Nides dodged questions on an Axios report that Biden will fly to Israel in late June and convene a meeting of regional leaders to strengthen and expand the 2020 agreements mediated by the Trump administration in which the United Arab Emirates, Bahrain and Morocco established diplomatic ties with the Jewish state. But Nides indicated that the prospect of brokering new Arab-Israeli relationships is tantalizing for the 79-year-old Biden, who often boasts that he’s met with every Israeli prime minister since his 1973 encounter as a freshman senator with Golda Meir.

“Wouldn’t it be great if Saudi Arabia had normalized relationships with Israel, and Kuwait and the whole region,” said Nides in an interview with Dan Shapiro, the former ambassador to Israel under the Obama administration. Shapiro was recently named a distinguished fellow at the Atlantic Council to work on the “N7” project that was started with Talpins’ sponsorship last year to promote normalization. “You’ve got to create the momentum. Every one of these is difficult to do. Our view is, the more the merrier.”

Nides, who left his post as vice chairman of Morgan Stanley to take over the top job at the embassy in Jerusalem, said dates are still unsettled while advisers grapple with how to make the maiden presidential trip to the Middle East a success. Israeli Prime Minister Naftali Bennett announced after a phone conversation that Biden has accepted his invitation to visit in the coming months.

“Each of these countries wants something from us and we want something from them, and they want something from the Israelis,” Nides said. “This little maneuver is not for the faint-hearted, but I think it’s well worth the time and the energy.”
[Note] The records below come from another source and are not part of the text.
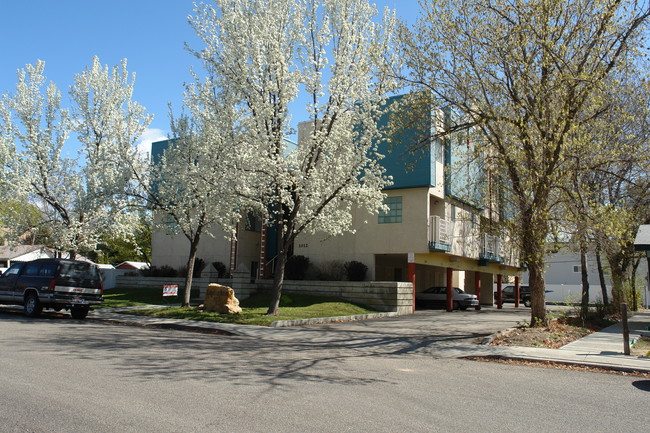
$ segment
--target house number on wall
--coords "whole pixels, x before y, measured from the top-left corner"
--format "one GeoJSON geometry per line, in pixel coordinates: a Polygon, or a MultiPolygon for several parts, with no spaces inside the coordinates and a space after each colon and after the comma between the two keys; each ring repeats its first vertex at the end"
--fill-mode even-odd
{"type": "Polygon", "coordinates": [[[309,244],[298,244],[298,248],[309,248],[309,244]]]}

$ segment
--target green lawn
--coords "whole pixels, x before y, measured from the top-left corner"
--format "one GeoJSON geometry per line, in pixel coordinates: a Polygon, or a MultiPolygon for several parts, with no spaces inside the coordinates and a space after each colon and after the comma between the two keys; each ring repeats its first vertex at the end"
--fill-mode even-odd
{"type": "MultiPolygon", "coordinates": [[[[104,295],[104,307],[126,307],[146,304],[177,304],[175,297],[163,298],[162,289],[155,291],[147,289],[120,289],[115,294],[107,291],[104,295]],[[119,292],[119,293],[118,293],[119,292]]],[[[198,296],[198,293],[196,294],[198,296]]],[[[170,306],[130,311],[128,314],[165,317],[172,319],[203,320],[218,323],[239,323],[246,325],[269,326],[276,320],[310,319],[314,317],[348,316],[355,314],[371,314],[376,311],[368,310],[358,305],[342,302],[338,299],[321,298],[306,295],[283,295],[280,300],[280,314],[265,316],[269,298],[265,295],[255,295],[240,302],[241,314],[218,314],[196,311],[194,307],[182,308],[170,306]]]]}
Nides, a longtime Democratic fundraiser, said he has no hesitation in giving credit to former President Donald Trump for engineering the Abraham Accords. In following up on the previous administration’s achievements, he said Israel’s recent summit in the Negev desert created a “phenomenal opportunity” by bringing together the foreign ministers of the UAE, Bahrain, Morocco and Egypt, as well as U.S. Secretary of State Tony Blinken.

Among his greatest challenges, Nides said, were violent confrontations between Palestinians and Israeli police last month on the Temple Mount in Jerusalem’s Old City, the sacred site revered by Muslims and Jews. He said the rare confluence of the Jewish festival of Passover, the Muslim holy month of Ramadan and the Christian holiday of Easter focused attention on the Israeli-Palestinian conflict and required intense diplomacy to ensure there was no repeat of last year’s violence that led to a missile conflict in May between Israel and Hamas in the Gaza Strip. Nides credited both Bennett and Palestinian Authority President Mahmoud Abbas for preventing the situation from getting out of control.

“To be honest, we were pretty nervous,” Nides said. “We spent a lot of time trying to keep things calm, keeping the Temple Mount calm.”